Ignoring that, Irene maneuvered him much as Rufus might have done up on the wall. And, sure enough, in dry clothes and with hot wine in him, he did think the world a kindlier place than he had when he was all wet and shivery. He stretched the upper for a boot he was working on over the last and smoothed the leather with a round file.
“That’s good work, Father,” Theodore said, looking over his shoulder.
He paid more attention to it himself than he had been doing. “It is, isn’t it?” he said, surprised at how surprised he sounded. Looking down at his hands, he added, “They know what they’re up to, anyhow. Now if I could only leave them behind to work while the rest of me goes upstairs to supper or off to the tavern, that would be pretty fine.”
Theodore snorted. “While you’re at it, why not wish for a bronze man, like the one the Poet says Hephaestus made to help him with his work?”
“Why not indeed?” George said mildly--too mildly to suit his son, who might have been hoping for an argument, as he often did these days.
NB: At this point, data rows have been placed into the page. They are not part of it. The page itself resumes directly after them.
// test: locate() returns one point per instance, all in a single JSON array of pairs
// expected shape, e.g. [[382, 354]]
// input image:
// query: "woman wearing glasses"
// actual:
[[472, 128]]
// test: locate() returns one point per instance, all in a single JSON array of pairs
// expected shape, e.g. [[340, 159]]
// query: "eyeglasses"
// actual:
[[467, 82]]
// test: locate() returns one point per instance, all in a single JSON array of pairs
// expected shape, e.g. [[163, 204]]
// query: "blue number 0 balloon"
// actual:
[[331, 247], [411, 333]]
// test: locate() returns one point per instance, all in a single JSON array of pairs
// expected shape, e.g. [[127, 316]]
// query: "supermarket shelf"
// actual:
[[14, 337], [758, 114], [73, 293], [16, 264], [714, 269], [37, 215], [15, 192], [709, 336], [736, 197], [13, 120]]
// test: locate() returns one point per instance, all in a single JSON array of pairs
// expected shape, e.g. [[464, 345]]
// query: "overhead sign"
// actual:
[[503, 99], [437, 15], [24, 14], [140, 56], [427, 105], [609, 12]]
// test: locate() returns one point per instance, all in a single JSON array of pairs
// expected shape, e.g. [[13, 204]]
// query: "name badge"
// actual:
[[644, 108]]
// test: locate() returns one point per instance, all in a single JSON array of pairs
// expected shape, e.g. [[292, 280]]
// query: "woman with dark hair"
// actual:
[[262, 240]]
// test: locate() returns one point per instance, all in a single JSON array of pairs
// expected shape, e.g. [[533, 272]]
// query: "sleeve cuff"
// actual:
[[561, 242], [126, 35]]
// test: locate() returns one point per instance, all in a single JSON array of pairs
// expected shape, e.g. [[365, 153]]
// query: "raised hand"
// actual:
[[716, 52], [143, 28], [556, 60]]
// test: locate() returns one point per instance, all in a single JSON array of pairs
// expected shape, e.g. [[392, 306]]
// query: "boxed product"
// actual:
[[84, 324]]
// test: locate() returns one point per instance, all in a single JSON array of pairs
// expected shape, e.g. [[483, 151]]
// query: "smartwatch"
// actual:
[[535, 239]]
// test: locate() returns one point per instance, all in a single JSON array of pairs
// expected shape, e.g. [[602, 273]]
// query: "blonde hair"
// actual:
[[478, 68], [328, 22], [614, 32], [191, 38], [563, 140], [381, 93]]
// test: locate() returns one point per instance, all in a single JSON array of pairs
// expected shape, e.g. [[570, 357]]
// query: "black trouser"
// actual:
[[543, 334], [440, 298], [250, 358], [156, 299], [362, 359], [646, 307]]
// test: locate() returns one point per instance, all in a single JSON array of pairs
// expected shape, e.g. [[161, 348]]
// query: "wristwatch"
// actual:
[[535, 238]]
He went back to work himself.
George let his hands guide the file over the leather once more, since they’d proved they could tend to that by themselves. When Theodore had learned to read Greek, the teacher taught him Homer, from whose poems boys had been learning to read for more than a thousand years. Even now, in these Christian times, the Iliad and the Odyssey gave the old gods a shadowy life they would not have had without them.
Was that good or bad? Homer wrote so well that, while you were reading him, you couldn’t help believing in his gods and heroes--George remembered as much from his own days in school. No wonder some bishops would sooner have had students taught from the Holy Scriptures alone, thereby interring the memory of the pagan gods for good.
“But the words are so fine,” George murmured. While he’d mused, his hands had smoothed out the whole toe of the boot. He opened and closed them, almost as if to make sure they were still willing to respond to his will. Maybe he’d come closer to imitating Hephaestus than either he or his son had thought.
That night, Irene said, “Something more happened today than you let on in front of the children--or in front of me, either, come to that. What was it?”
He didn’t bother asking how she knew. They’d slept side by side more than half their lives; he often wondered if she knew him better than he knew himself. “It wasn’t an ordinary storm,” he said, and went on to explain how the thirteen thunder spirits and however many little rumblers there had been had let the Slavs shoot at the Romans for a while without fear of reprisal, and how they’d nearly let the Slavs do worse than that, too.
Irene shivered, then took him in her arms, as much, he judged, to reassure herself he still lay beside her as because the night was chilly. “That is a terrible thing,” she said in the quiet dark: “That the power of the Lord could not rout these sky-things the Avars worship.”
“It is a terrible thing,” George answered, remembering how frightened he’d been when Father Luke’s first prayer faded to drive the thunder spirits and rumblers away from Thessalonica. “It’s what I’ve been saying: the powers feed off the belief the Slavs and Avars give them.”
“God doesn’t feed off our power. He gives us power, the way He did with Rufus in the church of St. Demetrius. The pagan powers from the old days that still lurk here fear Him. Why don’t these others?”
“Because they’re stronger,” George said patiently. “I think Father Luke did very well. When he saw he couldn’t force the Avar powers out of the sky, he went with them instead of against them. He used their own nature to get them to drench the barbarians along with us, and that ruined whatever plan the Avars had.”
“It worked, but was it right?” Irene asked. “Satan will give you what you want, too, if you ask it of him. Asking is the sin.”
“I don’t think Father Luke sinned. I think he did what he had to do. And I think he was clever to come up with it so quickly after the first prayer faded.”